Haskell基准测试/非严格减少的nf / whnf的优化

Question

I am trying to optimize a library which is designed to take a large data set and then apply different operations to it. Now that the library is working, I want to optimize it.

I am under the impression that non-strict evaluation allows GHC to combine operations so that the data is only iterated over once when all of the functions are written so that arguments are ordered to facilitate whnf reduction. (And to potentially reduce the number of operations performed on each datum)

To test this I wrote the following code:

import Criterion.Main

main = defaultMain
       [ bench "warmup (whnf)" $ whnf putStrLn "HelloWorld",
         bench "single (whnf)" $ whnf single [1..10000000],
         bench "single (nf)"   $ nf   single [1..10000000],
         bench "double (whnf)" $ whnf double [1..10000000],
         bench "double (nf)"   $ nf   double [1..10000000]]

single :: [Int] -> [Int]
single lst = fmap (* 2) lst

double :: [Int] -> [Int]             
double lst =  fmap (* 3) $ fmap (* 2) lst

Benchmarking using the Criterion library I get the following results:

benchmarking warmup (whnf)
mean: 13.72408 ns, lb 13.63687 ns, ub 13.81438 ns, ci 0.950
std dev: 455.7039 ps, lb 409.6489 ps, ub 510.8538 ps, ci 0.950

benchmarking single (whnf)
mean: 15.88809 ns, lb 15.79157 ns, ub 15.99774 ns, ci 0.950
std dev: 527.8374 ps, lb 458.6027 ps, ub 644.3497 ps, ci 0.950

benchmarking single (nf)
collecting 100 samples, 1 iterations each, in estimated 107.0255 s
mean: 195.4457 ms, lb 195.0313 ms, ub 195.9297 ms, ci 0.950
std dev: 2.299726 ms, lb 2.006414 ms, ub 2.681129 ms, ci 0.950

benchmarking double (whnf)
mean: 15.24267 ns, lb 15.17950 ns, ub 15.33299 ns, ci 0.950
std dev: 384.3045 ps, lb 288.1722 ps, ub 507.9676 ps, ci 0.950

benchmarking double (nf)
collecting 100 samples, 1 iterations each, in estimated 20.56069 s
mean: 205.3217 ms, lb 204.9625 ms, ub 205.8897 ms, ci 0.950
std dev: 2.256761 ms, lb 1.590083 ms, ub 3.324734 ms, ci 0.950

Does GHC optimize the "double" function so that the list is only operated on once by (* 6)?

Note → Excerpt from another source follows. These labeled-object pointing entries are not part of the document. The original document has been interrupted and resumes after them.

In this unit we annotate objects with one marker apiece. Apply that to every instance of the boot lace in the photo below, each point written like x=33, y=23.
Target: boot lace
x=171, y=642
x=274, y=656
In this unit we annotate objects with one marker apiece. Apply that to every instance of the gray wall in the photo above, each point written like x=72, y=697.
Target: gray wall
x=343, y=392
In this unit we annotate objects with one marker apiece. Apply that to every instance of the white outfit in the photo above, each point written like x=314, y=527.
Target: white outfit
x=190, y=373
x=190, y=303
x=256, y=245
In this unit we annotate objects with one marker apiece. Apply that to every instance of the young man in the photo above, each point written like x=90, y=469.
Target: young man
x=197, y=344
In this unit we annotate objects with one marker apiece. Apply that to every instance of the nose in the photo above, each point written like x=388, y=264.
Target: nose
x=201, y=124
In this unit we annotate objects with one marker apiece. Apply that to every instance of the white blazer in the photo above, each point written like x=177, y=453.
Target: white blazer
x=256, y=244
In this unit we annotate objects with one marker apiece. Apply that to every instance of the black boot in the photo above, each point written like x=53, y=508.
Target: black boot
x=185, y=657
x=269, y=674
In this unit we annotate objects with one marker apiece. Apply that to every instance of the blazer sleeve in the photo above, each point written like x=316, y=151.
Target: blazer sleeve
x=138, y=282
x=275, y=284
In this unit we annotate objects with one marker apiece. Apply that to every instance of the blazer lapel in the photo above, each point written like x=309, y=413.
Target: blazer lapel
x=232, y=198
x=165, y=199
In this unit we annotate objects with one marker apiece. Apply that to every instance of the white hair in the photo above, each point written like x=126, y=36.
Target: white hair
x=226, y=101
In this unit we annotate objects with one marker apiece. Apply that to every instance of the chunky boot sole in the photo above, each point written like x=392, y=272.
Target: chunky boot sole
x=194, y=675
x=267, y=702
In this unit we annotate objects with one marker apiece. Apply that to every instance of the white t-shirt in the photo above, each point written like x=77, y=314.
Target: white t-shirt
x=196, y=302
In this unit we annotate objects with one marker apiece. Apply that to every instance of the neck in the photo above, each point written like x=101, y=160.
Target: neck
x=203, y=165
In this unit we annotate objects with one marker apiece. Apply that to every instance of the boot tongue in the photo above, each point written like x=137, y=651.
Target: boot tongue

The nf results show that this is the case because otherwise the mean computation time for "double" would be twice that of "single"

What is the difference that makes the whnf version run so fast? I can only assume that nothing is actually being performed (OR just the first iteration in the reduction)

Am I even using the correct terminology?

Answer 1

Looking at the core (intermediate code) generated by GHC using the -ddump-simpl option, we can confirm that GHC does indeed fuse the two applications of map into one (using -O2 ). The relevant parts of the dump are:

Main.main10 :: GHC.Types.Int -> GHC.Types.Int
GblId
[Arity 1
 NoCafRefs]
Main.main10 =
  \ (x_a1Ru :: GHC.Types.Int) ->
    case x_a1Ru of _ { GHC.Types.I# x1_a1vc ->
    GHC.Types.I# (GHC.Prim.*# (GHC.Prim.+# x1_a1vc 2) 3)
    }

Main.double :: [GHC.Types.Int] -> [GHC.Types.Int]
GblId
[Arity 1
 NoCafRefs
 Str: DmdType S]
Main.double =
  \ (lst_a1gF :: [GHC.Types.Int]) ->
    GHC.Base.map @ GHC.Types.Int @ GHC.Types.Int Main.main10 lst_a1gF

Note how there is only one use of GHC.Base.map in Main.double , referring to the combined function Main.main10 which both adds 2 and multiplies by 3. This is likely a result of GHC first inlining the Functor instance for lists so that fmap becomes map , and then applying a rewrite rule that allows two applications of map to be fused, plus some more inlining and other optimizations.

WHNF means that the expression is only evaluated to the "outermost" data constructor or lambda. In this case, that means the first (:) constructor. That's why it's so much faster, since almost no work is being done. See my answer to What is Weak Head Normal Form? for more details.